Traz mais de duas décadas de carreira na banca e na docência universitária, o que lhe permite ter uma visão retrospetiva em relação à situação financeira dos portugueses. Comparando com momentos anteriores, como avalia a presente realidade?

Avalio-a como uma realidade com uma contínua falta de literacia financeira, onde é preciso fazer mais. Cabe a cada pessoa ter vontade de mudar e saber mais, para fazer a diferença nas suas finanças pessoais.

O que apresenta de inovador este seu livro face a congéneres publicados recentemente?

O meu livro é muito prático. Ao longo das 52 semanas, os leitores vão tendo desafios para fazer. Podem escrever no livro para que não tenham desculpas de que “quando puder anoto, ou escrevo ou começo a fazer”. No decorrer do percurso vão existindo desafios-surpresa, dicas práticas, semanas com pausas, às quais eu chamo de breaks e desafios de pontos de situação, que convidam a refletir como está e o que tem de fazer para chegar ao fim do programa e conseguir ter a vida organizada. Os leitores estarão mais informados e serão detentores de conceitos-chave para um dia a dia financeiro mais próspero.

É usual escutarmos que os portugueses contam com baixa literacia financeira, aliás refere-o na primeira resposta que nos dá. Encontra razões para que os cidadãos não procurem mais informação sobre finanças quando sabemos que é fulcral nas suas vidas?

Já se começa a ver muita informação sobre esta matérias e temos de saber filtrar e escolher a forma mais prática de saber mais e melhor. A baixa literacia financeira é um desafio também em Portugal. Existem algumas possíveis razões pelas quais as pessoas podem não procurar ativamente mais informações sobre finanças, embora seja crucial para a vida de cada um, hoje e sempre. Posso dar-lhe alguns exemplos. A começar, não ser obrigatória uma educação financeira na escola desde cedo. A ausência de conhecimentos básicos sobre gestão financeira pode resultar em falta de confiança para procurar informações financeiras adicionais ao longo da vida.

Acresce o facto de os termos financeiros poderem ser complexos, intimidando dessa forma a vontade de querer saber mais. Isso pode criar barreiras que desencorajam as pessoas de procurar informações financeiras.
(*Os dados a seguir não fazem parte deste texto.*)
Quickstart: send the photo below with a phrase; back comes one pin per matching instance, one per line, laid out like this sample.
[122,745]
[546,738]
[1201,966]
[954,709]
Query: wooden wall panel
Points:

Em Portugal falar sobre dinheiro ainda é um tabu. Isso pode levar as pessoas a evitar discussões sobre finanças.

Muitas pessoas têm vidas muito ocupadas e podem não perceber a importância de reservar tempo para aprender sobre finanças pessoais e muitas vezes acabam por deixar andar porque acham que mudar dá muito trabalho. Além disso, a falta de priorização pode levar à procrastinação.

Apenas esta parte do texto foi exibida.